Tibbs acquiesced, wondering in his own mind what the deuce the other could have done, and imagining that at least he must have broken the best decanters.

Mr. Calton resumed; ‘I am placed, Mr. Tibbs, in rather an unpleasant situation.’

Tibbs looked at Mr. Septimus Hicks, as if he thought Mr. H.’s being in the immediate vicinity of his fellow-boarder might constitute the unpleasantness of his situation; but as he did not exactly know what to say, he merely ejaculated the monosyllable ‘Lor!’

‘Now,’ continued the knocker, ‘let me beg you will exhibit no manifestations of surprise, which may be overheard by the domestics, when I tell you–command your feelings of astonishment– that two inmates of this house intend to be married to-morrow morning.’ And he drew back his chair, several feet, to perceive the effect of the unlooked-for announcement.

If Tibbs had rushed from the room, staggered down-stairs, and fainted in the passage–if he had instantaneously jumped out of the window into the mews behind the house, in an agony of surprise–his behaviour would have been much less inexplicable to Mr. Calton than it was, when he put his hands into his inexpressible-pockets, and said with a half-chuckle, ‘Just so.’

‘You are not surprised, Mr. Tibbs?’ inquired Mr. Calton.

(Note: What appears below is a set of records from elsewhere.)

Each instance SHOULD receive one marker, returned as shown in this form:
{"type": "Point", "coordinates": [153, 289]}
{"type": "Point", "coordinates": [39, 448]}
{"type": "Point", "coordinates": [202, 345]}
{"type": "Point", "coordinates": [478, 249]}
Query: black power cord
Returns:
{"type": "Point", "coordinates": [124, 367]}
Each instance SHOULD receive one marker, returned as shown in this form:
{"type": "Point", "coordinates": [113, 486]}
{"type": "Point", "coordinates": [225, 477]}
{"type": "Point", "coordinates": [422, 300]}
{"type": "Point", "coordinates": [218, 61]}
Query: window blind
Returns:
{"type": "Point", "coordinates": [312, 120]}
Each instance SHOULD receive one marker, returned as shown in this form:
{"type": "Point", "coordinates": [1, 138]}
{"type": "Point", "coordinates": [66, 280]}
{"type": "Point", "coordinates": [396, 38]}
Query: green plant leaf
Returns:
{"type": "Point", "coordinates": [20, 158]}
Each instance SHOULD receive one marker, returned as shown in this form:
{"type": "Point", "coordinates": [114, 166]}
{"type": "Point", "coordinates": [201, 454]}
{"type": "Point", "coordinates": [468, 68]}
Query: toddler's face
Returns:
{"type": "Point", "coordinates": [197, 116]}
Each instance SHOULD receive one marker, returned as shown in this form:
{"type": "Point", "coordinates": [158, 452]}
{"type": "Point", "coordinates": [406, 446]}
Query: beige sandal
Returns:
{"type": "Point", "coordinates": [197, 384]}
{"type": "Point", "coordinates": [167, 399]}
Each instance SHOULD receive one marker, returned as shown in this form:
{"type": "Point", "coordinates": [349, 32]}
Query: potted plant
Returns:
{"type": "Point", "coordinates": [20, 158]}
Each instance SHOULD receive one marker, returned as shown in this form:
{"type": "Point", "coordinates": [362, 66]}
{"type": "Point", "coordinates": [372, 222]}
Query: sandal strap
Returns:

‘Bless you, no, sir,’ returned Tibbs; ‘after all, its very natural. When two young people get together, you know–‘

‘Certainly, certainly,’ said Calton, with an indescribable air of self-satisfaction.

‘You don’t think it’s at all an out-of-the-way affair then?’ asked Mr. Septimus Hicks, who had watched the countenance of Tibbs in mute astonishment.

‘No, sir,’ replied Tibbs; ‘I was just the same at his age.’ He actually smiled when he said this.

‘How devilish well I must carry my years!’ thought the delighted old beau, knowing he was at least ten years older than Tibbs at that moment.

‘Well, then, to come to the point at once,’ he continued, ‘I have to ask you whether you will object to act as father on the occasion?’

‘Certainly not,’ replied Tibbs; still without evincing an atom of surprise.

‘You will not?’

‘Decidedly not,’ reiterated Tibbs, still as calm as a pot of porter with the head off.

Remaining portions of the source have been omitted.